Volterra was able to do it because the necessary technology already existed within VoltMesh.
“We have leveraged this technology to solve this long-time issue,” Weiner said. “As part of VoltMesh, we have some blindfold technology for app-app communication, that lets apps talk to each other in a secure way, which is very timely today. Given what is going on with pandemic, we thought it would be great if people working at home could leverage this. The alternatives are enterprisey and technical. We took this enterprisey tech we have that let apps identify each other and apply it here so that to end users as well as enterprises can use it.”
Singla emphasized that this wasn’t a simple process, and that Volterra didn’t just quickly repurpose its technology when the pandemic appeared.
“It was not done overnight,” he said. “We had been building this out for app to app communication around our own internal processes for GDPR and PCI Compliance. We created this internal tool for that, and what we did with VoltShare is asked the team to take the same command line tool we built for employees and repurpose it for external use.”
VoltShare operates locally on a laptop or mobile device to easily encrypt sensitive data for sharing with target recipients through email or existing collaboration platforms like Slack, Dropbox and Microsoft Teams. An end user looking to use it just downloads the VoltShare application, registers, and creates a policy for text or an attached file based on recipients’ email address and duration. They then share the encrypted content through email or their existing collaboration platform. When the target recipients receive the encrypted data, the data automatically decrypts providing the email and policies stipulated are correct.
Volterra’s primary market at this stage of its development has been larger enterprises, and the enterprise is still the main target here. While the version for end users is free, this is really a freemium model. The monetization comes from the paid enterprise subscription for increased security and compliance.
“It’s a Slack-like model where users can sign up for free,” Singla said. “However, enterprises will typically want control, to keep the data inside the corporation and not share the data with anyone outside, or make it integrate with Active Directory, or have more advanced features like Single Sign On or audit logs. All of these things are supported in the paid version.”

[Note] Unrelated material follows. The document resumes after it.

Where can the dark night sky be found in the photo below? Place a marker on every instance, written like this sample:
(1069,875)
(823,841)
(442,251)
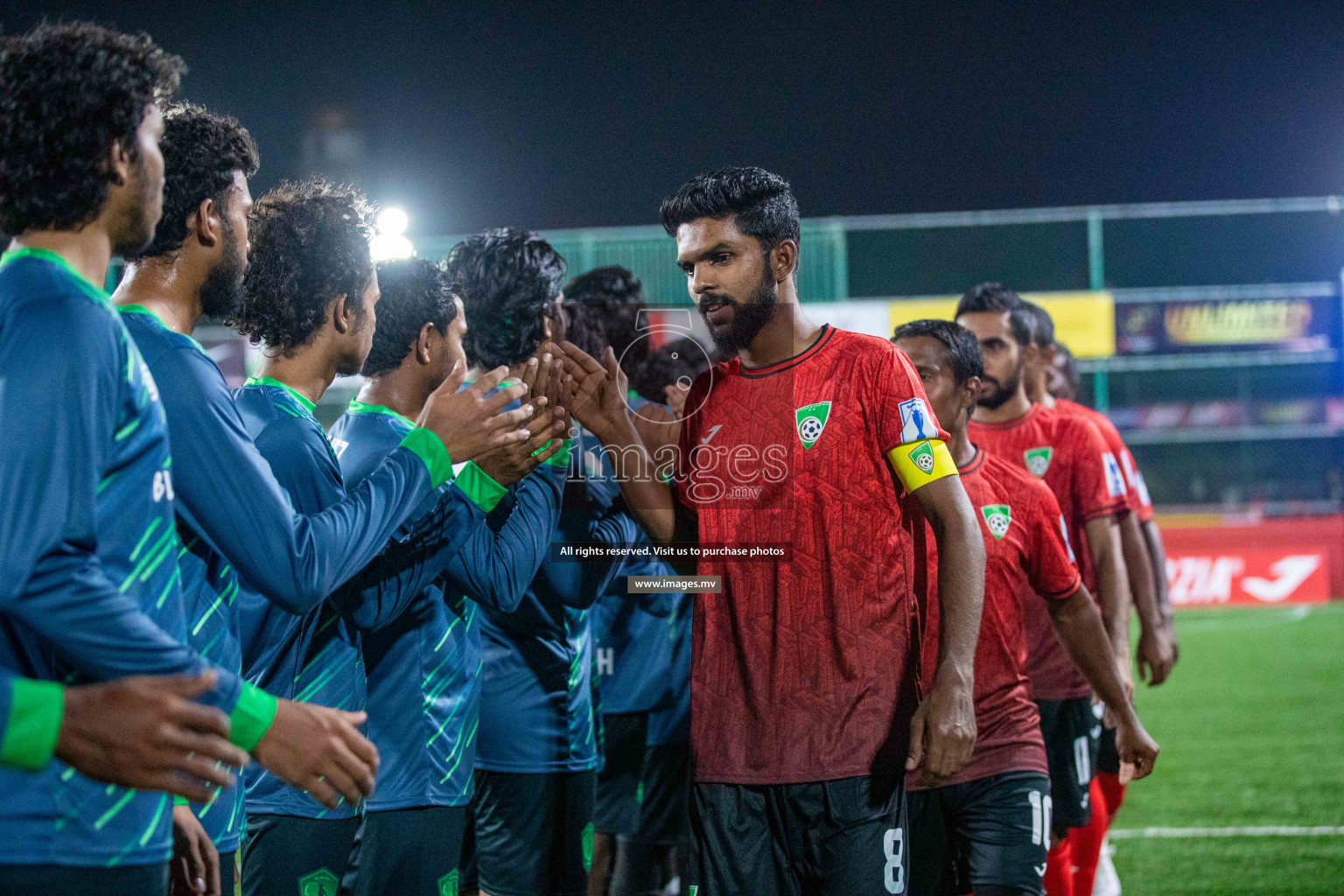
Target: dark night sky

The different between the free user version and the paid enterprise one is strictly in these controls. The free version has no artificial limits on scale.
“In the enterprise and free versions, the scalability is the same,” Singla said. “In the free version you can share without any scalability limits, but if you want compliance and auditability, that’s how we monetize the solution.”
While Volterra is still in proof of concept stage which typically involves a lot of high touch direct selling, they brought in channel partners early and the channel plays a key role in their Go-to-Market.
“With the Enterprise version, our security channel partners can come in with this nice SaaS based subscription model,” Weiner noted.